The University of Cincinnati formalizes relations with partner institutions around the world through several types of international agreements.
These range from comprehensive Institutional Collaboration Agreements (Memoranda of Understanding) to agreements for specific activities.
Developing an Agreement
Any time a program or individual seeks to establish a formal collaboration with an international institution, agreements must be developed and approved by UC International, the appropriate VP, and the Office of General Counsel.
UC International must be notified in advance of any agreements being drafted, agreed upon, or signed.
No one other than a contracting officer from the Office of General Counsel or the president of the university can sign the university into a legally binding relationship with another institution.
Before drafting an agreement, consider the following priorities:
- The partnership aligns with university goals and resources.
- The appropriate leadership (e.g., department head, dean) is in agreement with the terms.
- All financial aspects (scholarships, tuition, fees) have been vetted.
- Admissions requirements and process have been established.
Agreement Types and Contacts
The Office of General Counsel has provided necessary language for each type of contract which is required in lieu of drafting your own agreement or using a partner school’s template.
UC faculty and staff will find templates and an expanation of the development process for the following agreement types on UC International's Bearcats Landing site (requires log-in).
For additional information, please reach out to the designated contact for each agreement type.
An Institutional Collaboration Agreement (ICA) is a general agreement between two institutions of higher education. Some institutions call them Memoranda of Understanding.
This short document declares in the broadest terms that the institutions have mutual interests in promoting training, research, education and publication through joint activities.
Because these are made at the institutional level (rather than the college, department or program level) there is only a need for one ICA per international institution.
This type of agreement covers any collaborative activity not covered by articulation agreements, exchange agreements or transfer agreements.
- Student mobility agreements that do not involve a two-way exchange (such as summer institutes or academic terms abroad)
- Joint research, faculty mobility, or other collaborations
This type of agreement allows for participating international students to follow a predetermined set of courses at their home university and, upon successful completion, be eligible to enter UC at a predetermined academic level to complete their degree at UC.
Because this agreement results in a degree from UC, it requires close collaboration with the partner institution to map the curriculum for the articulation so that course equivalencies are identified and all course and distribution requirements can be met.
Any arrangement that results in offering a UC graduate degree needs to be reviewed by the Dean of the Graduate School early in the process to assure that the agreement aligns with university policies governing the awarding of graduate degrees.
Exchange agreements cover two-way student mobility where students pay tuition to their home institution. This requires a negotiated balance of student numbers between the two institutions.

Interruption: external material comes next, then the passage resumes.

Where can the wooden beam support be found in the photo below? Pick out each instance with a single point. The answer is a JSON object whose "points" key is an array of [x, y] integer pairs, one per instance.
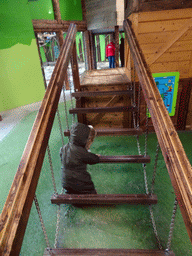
{"points": [[101, 93], [102, 110], [104, 199], [124, 159], [177, 163], [114, 132], [116, 46], [15, 214], [41, 26], [105, 252]]}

UC International is currently assessing its existing partnerships and strategic plans for future exchange of UC students. For this reason, student exchange agreements must be discussed with our office prior to drafting.
If an exchange agreement is processed without consulting UC International before signing, the college will be responsible for all financial implications.
This type of agreement establishes a relationship between UC and a foreign institution that allows students from the foreign institution to transfer foreign course credit toward a UC degree.
This agreement is general and does not require students to follow a predetermined set of courses at their home institution.